Sunstein's column is loaded with filler that has nothing to do with how the gun lobby supposedly rewrote the amendment: the recent shootings in Oregon, a Ben Carson statement in support of gun rights, the recency of the Supreme Court's discovery of an individual right in the Second Amendment, an old statement in an interview by Chief Justice Warren Burger of his understanding that the Second Amendment contains no individual right to bear arms, old case law that failed to perceive an individual right.

In the 11th and 12th paragraphs of the 15-paragraph column, Sunstein presents the fact that the National Rifle Association spent money expressing its belief in the individual right, that expression "resonated with the public," and that public opinion is "used strategically by politicians seeking votes." Yes, we live in a culture, and we vote in a democracy, and voters respond to arguments they hear and feel persuaded by, but how does that mean that one set of voices rewrites a clause in the Constitution?

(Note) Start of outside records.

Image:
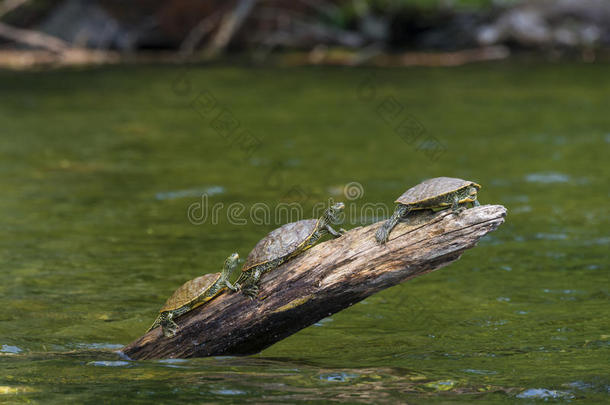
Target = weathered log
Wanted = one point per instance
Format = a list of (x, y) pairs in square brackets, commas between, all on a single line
[(326, 279)]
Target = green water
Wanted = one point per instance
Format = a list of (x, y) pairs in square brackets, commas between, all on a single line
[(98, 169)]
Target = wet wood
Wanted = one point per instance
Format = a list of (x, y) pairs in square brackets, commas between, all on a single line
[(326, 279)]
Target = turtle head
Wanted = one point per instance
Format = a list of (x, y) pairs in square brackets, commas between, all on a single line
[(230, 265), (473, 190), (333, 213)]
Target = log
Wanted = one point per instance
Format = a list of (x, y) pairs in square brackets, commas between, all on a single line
[(327, 278)]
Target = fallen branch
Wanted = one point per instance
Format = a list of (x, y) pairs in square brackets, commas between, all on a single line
[(229, 25), (34, 39), (9, 5), (326, 279)]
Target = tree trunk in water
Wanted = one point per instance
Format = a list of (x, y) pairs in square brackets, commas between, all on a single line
[(325, 279)]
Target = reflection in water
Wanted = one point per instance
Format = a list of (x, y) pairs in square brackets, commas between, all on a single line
[(94, 233)]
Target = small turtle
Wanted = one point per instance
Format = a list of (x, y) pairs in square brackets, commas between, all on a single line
[(435, 194), (284, 243), (194, 293)]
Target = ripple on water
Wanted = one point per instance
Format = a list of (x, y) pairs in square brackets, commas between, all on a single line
[(337, 377), (103, 363), (10, 349), (99, 346), (481, 372), (547, 178), (193, 192), (542, 393), (229, 392)]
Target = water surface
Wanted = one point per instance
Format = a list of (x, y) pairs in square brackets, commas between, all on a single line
[(99, 167)]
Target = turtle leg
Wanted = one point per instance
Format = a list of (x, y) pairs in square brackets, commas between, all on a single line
[(170, 328), (334, 233), (455, 206), (250, 286), (232, 287), (383, 233)]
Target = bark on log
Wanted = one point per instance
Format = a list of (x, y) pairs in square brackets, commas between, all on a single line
[(326, 279)]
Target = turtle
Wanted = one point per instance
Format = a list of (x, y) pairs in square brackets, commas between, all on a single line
[(194, 293), (436, 194), (283, 244)]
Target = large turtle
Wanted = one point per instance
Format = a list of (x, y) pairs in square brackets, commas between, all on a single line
[(194, 293), (436, 194), (284, 243)]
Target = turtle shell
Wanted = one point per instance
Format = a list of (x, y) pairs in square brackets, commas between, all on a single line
[(432, 188), (189, 291), (280, 242)]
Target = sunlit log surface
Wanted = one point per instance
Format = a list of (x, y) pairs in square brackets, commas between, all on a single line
[(326, 279)]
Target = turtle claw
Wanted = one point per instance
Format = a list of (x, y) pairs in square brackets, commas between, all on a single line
[(170, 329), (250, 291), (381, 235), (459, 210)]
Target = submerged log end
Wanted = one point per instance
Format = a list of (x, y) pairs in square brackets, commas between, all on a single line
[(326, 279)]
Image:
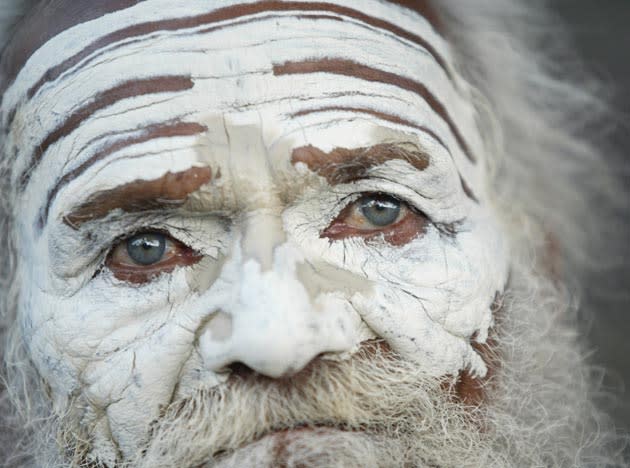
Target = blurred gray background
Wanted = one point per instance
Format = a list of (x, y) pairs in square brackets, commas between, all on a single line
[(601, 33)]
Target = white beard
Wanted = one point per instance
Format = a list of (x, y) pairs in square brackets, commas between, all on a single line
[(376, 409)]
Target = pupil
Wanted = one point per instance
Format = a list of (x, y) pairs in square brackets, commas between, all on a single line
[(146, 248), (380, 210)]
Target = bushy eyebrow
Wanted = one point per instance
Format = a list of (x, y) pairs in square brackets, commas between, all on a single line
[(167, 192), (344, 165)]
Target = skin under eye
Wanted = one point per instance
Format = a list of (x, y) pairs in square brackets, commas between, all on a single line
[(377, 214), (140, 258)]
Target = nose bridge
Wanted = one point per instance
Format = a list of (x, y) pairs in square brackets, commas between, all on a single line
[(275, 326)]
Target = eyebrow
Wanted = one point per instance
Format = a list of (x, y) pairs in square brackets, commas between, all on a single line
[(344, 165), (363, 72), (167, 192), (103, 100)]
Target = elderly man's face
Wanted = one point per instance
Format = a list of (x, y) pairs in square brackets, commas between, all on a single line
[(218, 191)]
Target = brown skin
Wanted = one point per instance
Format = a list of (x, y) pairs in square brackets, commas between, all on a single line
[(363, 72), (167, 130), (167, 192), (124, 268), (133, 88), (343, 165), (50, 18)]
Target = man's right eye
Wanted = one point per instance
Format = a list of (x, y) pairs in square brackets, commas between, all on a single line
[(143, 256)]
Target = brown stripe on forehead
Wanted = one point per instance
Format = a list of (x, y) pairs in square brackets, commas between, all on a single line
[(167, 130), (364, 72), (343, 165), (168, 192), (45, 21), (134, 88), (425, 8), (225, 14)]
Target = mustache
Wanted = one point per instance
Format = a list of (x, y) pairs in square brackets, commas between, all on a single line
[(375, 392)]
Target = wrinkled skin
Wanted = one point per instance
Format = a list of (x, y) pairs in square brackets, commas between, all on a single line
[(312, 179)]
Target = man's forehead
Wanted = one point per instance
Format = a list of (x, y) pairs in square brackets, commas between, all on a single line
[(100, 79), (46, 20), (51, 17)]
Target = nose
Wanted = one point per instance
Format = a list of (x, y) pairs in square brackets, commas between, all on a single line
[(274, 323)]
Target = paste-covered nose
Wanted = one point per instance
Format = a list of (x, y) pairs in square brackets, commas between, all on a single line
[(272, 324)]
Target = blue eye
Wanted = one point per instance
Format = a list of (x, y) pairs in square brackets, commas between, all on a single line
[(146, 248), (380, 210)]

Here we are, then, it's Paragraph 13. I want the answer my question. What do we get? Sunstein admits that there is no rewriting!
An important qualification: The text of the Second Amendment is ambiguous, and it could indeed be read in favor of an individual right; historians continue to debate the question. And because the individual right to own guns has long been a central part of American culture, if not its jurisprudence, federal judges might well hesitate before entirely denying that right.
The introductory phrase "An important qualification" is a rhetorical trick to make us feel the author has already made the basic point and this is a minor concession for the sake of scrupulous accuracy. But the basic point has not been made and the concession is really all there is: It's a difficult question of interpretation, and when serious scholars did the hard work, many of them perceived a right, a right in the original text. These people were not "rewriting" the Second Amendment, and they certainly were not accepting a rewrite delivered by a political lobby.

Ironically, Sunstein, writing in a newspaper, attempting to influence public opinion, is more of a lobbyist than the scholars he'd diminish as manipulated by lobbyists. 

As for judges, of course they should hesitate before denying a constitutional right! Whatever is happening in the political arena, judges should always look carefully at claims of right, as I am sure Sunstein and fellow anti-gun rights law professors will say about non-Second Amendment rights.

Paragraph 13 is the shocking "never mind," and the column peters out in the final 2 paragraphs, ending with the assertion that gun rights "have a lot more to do with interest-group politics" than with what the Constitution really means, which is certainly a true statement about Sunstein's column.